After months of frustration and worry, South Surrey parent Lama Alsaafin said last week that she was “flying with happiness,” following news that her autistic son will be supported by the same education assistant who forged a positive connection with him earlier this year.
But her elation was also tempered by lingering anger over a process she too described as traumatic; that of ensuring their special-needs kids’ right to education isn’t trampled by a system they feel favours seniority.
“The school district served the collective agreement more (than their legal duty to accommodate students’ needs),” Alsaafin told Black Press Media. “They caused unnecessary stress and trauma for parents who already had their plate full.”
Like Angelini, Alsaafin had been waiting for an answer since February.
Alsaafin said the news is only a temporary reprieve from the stress, she said.
“In March, we need to reapply again,” Alsaafin said. “So, it’s a matter of time. It’s just a short while where we can breathe out, and then we need to go over and over with the same struggle.”
Alsaafin was among parents who spoke to Black Press Media in June about challenges with continuity of support workers and consistency in support hours.

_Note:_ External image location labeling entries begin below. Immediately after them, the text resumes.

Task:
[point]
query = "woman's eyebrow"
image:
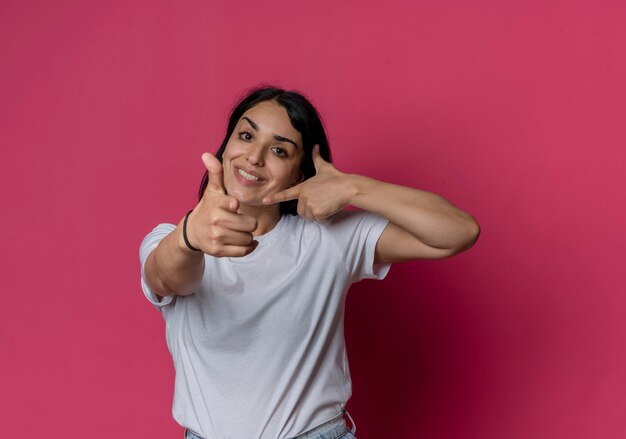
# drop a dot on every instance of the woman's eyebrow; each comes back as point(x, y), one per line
point(276, 136)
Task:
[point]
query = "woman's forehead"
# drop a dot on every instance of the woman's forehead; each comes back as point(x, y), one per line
point(271, 117)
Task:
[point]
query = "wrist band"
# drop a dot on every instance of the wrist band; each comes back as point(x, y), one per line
point(187, 243)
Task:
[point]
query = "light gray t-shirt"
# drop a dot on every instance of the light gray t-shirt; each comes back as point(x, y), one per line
point(259, 349)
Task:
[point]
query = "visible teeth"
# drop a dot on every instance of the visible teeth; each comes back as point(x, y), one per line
point(247, 176)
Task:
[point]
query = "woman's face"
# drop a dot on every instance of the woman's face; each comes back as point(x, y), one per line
point(263, 154)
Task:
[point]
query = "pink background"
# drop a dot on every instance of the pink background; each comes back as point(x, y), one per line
point(512, 110)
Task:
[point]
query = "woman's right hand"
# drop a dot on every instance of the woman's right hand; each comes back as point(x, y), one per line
point(214, 226)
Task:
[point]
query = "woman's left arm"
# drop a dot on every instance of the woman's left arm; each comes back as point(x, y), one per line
point(422, 225)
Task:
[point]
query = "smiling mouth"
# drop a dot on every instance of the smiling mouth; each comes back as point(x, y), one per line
point(247, 176)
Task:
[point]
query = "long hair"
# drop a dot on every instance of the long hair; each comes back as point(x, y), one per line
point(304, 118)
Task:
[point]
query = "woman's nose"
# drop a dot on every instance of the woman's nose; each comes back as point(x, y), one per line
point(255, 155)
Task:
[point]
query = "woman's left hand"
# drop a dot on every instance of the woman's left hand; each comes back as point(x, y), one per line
point(321, 196)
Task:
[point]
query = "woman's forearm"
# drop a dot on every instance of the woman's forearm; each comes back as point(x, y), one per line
point(428, 217)
point(172, 268)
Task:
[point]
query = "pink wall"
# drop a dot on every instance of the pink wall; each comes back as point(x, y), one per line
point(512, 110)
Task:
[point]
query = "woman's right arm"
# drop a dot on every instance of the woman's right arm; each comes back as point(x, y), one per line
point(172, 268)
point(214, 227)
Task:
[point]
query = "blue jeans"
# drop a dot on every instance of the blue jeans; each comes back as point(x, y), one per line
point(336, 428)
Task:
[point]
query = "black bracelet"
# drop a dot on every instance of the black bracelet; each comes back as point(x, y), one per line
point(187, 243)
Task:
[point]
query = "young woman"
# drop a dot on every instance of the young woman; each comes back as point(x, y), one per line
point(252, 282)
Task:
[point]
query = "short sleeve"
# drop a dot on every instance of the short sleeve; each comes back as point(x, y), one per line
point(356, 234)
point(148, 244)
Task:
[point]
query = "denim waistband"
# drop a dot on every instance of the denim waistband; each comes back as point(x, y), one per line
point(333, 429)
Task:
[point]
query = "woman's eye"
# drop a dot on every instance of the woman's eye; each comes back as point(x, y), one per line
point(244, 135)
point(279, 151)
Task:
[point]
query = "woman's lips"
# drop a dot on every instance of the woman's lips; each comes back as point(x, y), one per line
point(248, 178)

Alsaafin’s son, known as ‘Moodi’ to his classmates at Semiahmoo Trail Secondary, had connected with his EA just after Christmas, after what Alsaafin described as “a revolving door” of support workers – six in the first four months of the 2018-2019 school year, triggered by “multiple medical leaves” taken by the 11-year-old’s applied behavioural analysis (ABA) support worker.

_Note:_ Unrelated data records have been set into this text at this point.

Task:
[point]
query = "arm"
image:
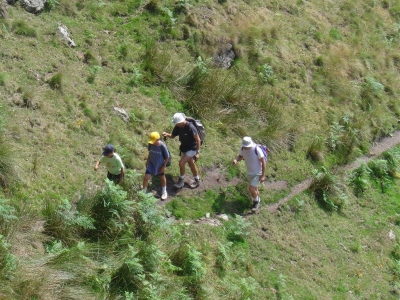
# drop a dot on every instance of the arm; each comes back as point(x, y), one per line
point(165, 134)
point(198, 143)
point(237, 159)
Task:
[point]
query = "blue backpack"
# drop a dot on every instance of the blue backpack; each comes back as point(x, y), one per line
point(264, 149)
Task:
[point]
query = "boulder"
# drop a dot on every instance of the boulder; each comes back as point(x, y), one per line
point(33, 6)
point(64, 35)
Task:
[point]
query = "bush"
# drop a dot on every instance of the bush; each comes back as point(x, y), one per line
point(64, 223)
point(55, 82)
point(328, 190)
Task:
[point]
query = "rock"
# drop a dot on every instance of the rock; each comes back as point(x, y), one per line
point(122, 113)
point(64, 35)
point(225, 57)
point(33, 6)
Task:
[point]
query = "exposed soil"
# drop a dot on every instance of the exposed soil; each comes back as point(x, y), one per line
point(213, 177)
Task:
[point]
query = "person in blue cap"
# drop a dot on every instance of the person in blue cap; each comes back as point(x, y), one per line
point(113, 163)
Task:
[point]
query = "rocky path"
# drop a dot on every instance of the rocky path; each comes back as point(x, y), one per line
point(213, 176)
point(377, 149)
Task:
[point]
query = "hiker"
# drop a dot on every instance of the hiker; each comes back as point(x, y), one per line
point(189, 148)
point(157, 160)
point(113, 163)
point(253, 157)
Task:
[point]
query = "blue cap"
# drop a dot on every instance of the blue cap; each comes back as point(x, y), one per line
point(108, 149)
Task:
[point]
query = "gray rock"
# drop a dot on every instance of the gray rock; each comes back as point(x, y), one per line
point(225, 57)
point(33, 6)
point(64, 35)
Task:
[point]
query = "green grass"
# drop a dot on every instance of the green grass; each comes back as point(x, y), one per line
point(325, 69)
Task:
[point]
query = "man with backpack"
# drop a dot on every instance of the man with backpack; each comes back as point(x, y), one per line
point(189, 148)
point(255, 161)
point(157, 160)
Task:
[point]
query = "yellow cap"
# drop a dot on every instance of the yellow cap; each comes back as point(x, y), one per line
point(154, 136)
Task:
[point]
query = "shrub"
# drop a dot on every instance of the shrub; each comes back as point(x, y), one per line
point(8, 261)
point(7, 215)
point(237, 229)
point(55, 82)
point(21, 28)
point(314, 151)
point(358, 179)
point(64, 223)
point(110, 210)
point(328, 190)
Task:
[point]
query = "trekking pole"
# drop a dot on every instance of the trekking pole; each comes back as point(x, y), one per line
point(199, 169)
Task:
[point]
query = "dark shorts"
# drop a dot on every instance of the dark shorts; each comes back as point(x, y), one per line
point(149, 172)
point(114, 178)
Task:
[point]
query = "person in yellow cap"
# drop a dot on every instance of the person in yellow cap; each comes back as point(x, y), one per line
point(157, 160)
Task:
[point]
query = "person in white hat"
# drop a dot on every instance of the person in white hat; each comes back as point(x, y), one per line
point(190, 147)
point(253, 157)
point(156, 162)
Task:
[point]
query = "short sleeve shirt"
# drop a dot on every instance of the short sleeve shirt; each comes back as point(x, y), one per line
point(186, 136)
point(157, 156)
point(113, 164)
point(252, 158)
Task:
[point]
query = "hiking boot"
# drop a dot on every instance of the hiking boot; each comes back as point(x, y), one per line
point(164, 196)
point(195, 184)
point(256, 205)
point(180, 183)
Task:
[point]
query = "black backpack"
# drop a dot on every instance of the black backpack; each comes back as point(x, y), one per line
point(200, 128)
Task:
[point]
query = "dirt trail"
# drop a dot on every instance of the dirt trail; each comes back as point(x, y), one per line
point(377, 149)
point(213, 176)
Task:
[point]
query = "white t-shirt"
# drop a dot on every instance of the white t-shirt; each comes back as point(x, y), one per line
point(252, 160)
point(113, 164)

She still has questions around what transpired with her son’s case, including why the posting for his support-worker position was apparently removed from the selection made available to new and low-seniority EAs during a posting meeting Tuesday (Aug. 13). She’s sure it wasn’t because a decision on continuity had been made.
“If it was granted (before the meeting), they would’ve called the EA before the meeting and tell her you need to take yourself out of the posting meeting,” Alsaafin said. “In our case, they didn’t get a call. She was pushed to get a different position, and she did.
“They pushed her to choose another posting, and today, the position is open… so it’s unfair process for the (other) kiddo.”
Education advocate and Surrey mom Cindy Dalglish took to Facebook to comment on the situation.
“I absolutely feel for the families and the EAs subject to this process,” wrote Dalglish. “It’s not working for anyone.”